Desired Qualifications
- Master’s degree in Computer Science or related field.
- Experience with high performance computing, large scale data centers, HPSS and/or other mass storage systems.
- Knowledge of one or more storage systems hardware components (e.g. Spectra Logic or Oracle robotics, Oracle/IBM tape drives, NetApp RAID, Qlogic HBAs, direct-attach fiber).

Pre-Employment Drug Test:  External applicant(s) selected for this position will be required to pass a post-offer, pre-employment drug test.  This includes testing for use of marijuana as Federal Law applies to us as a Federal Contractor.

Security Clearance:  This position requires a Department of Energy (DOE) Q-level clearance.

If you are selected, we will initiate a Federal background investigation to determine if you meet eligibility requirements for access to classified information or matter. In addition, all L or Q cleared employees are subject to random drug testing.  Q-level clearance requires U.S. citizenship.  If you hold multiple citizenships (U.S. and another country), you may be required to renounce your non-U.S. citizenship before a DOE L or Q clearance will be processed/granted.

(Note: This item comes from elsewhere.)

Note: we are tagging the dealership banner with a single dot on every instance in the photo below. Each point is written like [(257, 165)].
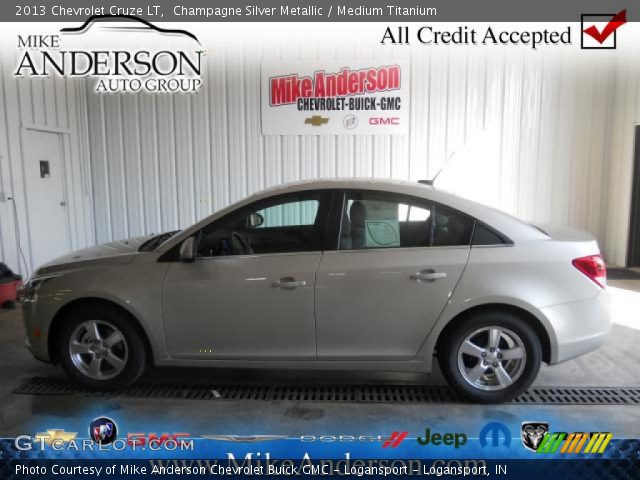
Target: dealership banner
[(335, 97)]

Note:   This is a Career Indefinite position. Lab employees and external candidates may be considered for this position.

About Us

Lawrence Livermore National Laboratory (LLNL), located in the San Francisco Bay Area (East Bay), is a premier applied science laboratory that is part of the National Nuclear Security Administration (NNSA) within the Department of Energy (DOE).  LLNL's mission is strengthening national security by developing and applying cutting-edge science, technology, and engineering that respond with vision, quality, integrity, and technical excellence to scientific issues of national importance.  The Laboratory has a current annual budget of about $2.1 billion, employing approximately 6,800 employees.


LLNL is an affirmative action/ equal opportunity employer. All qualified applicants will receive consideration for employment without regard to race, color, religion, marital status, national origin, ancestry, sex, sexual orientation, gender identity, disability, medical condition, protected veteran status, age, citizenship, or any other characteristic protected by law.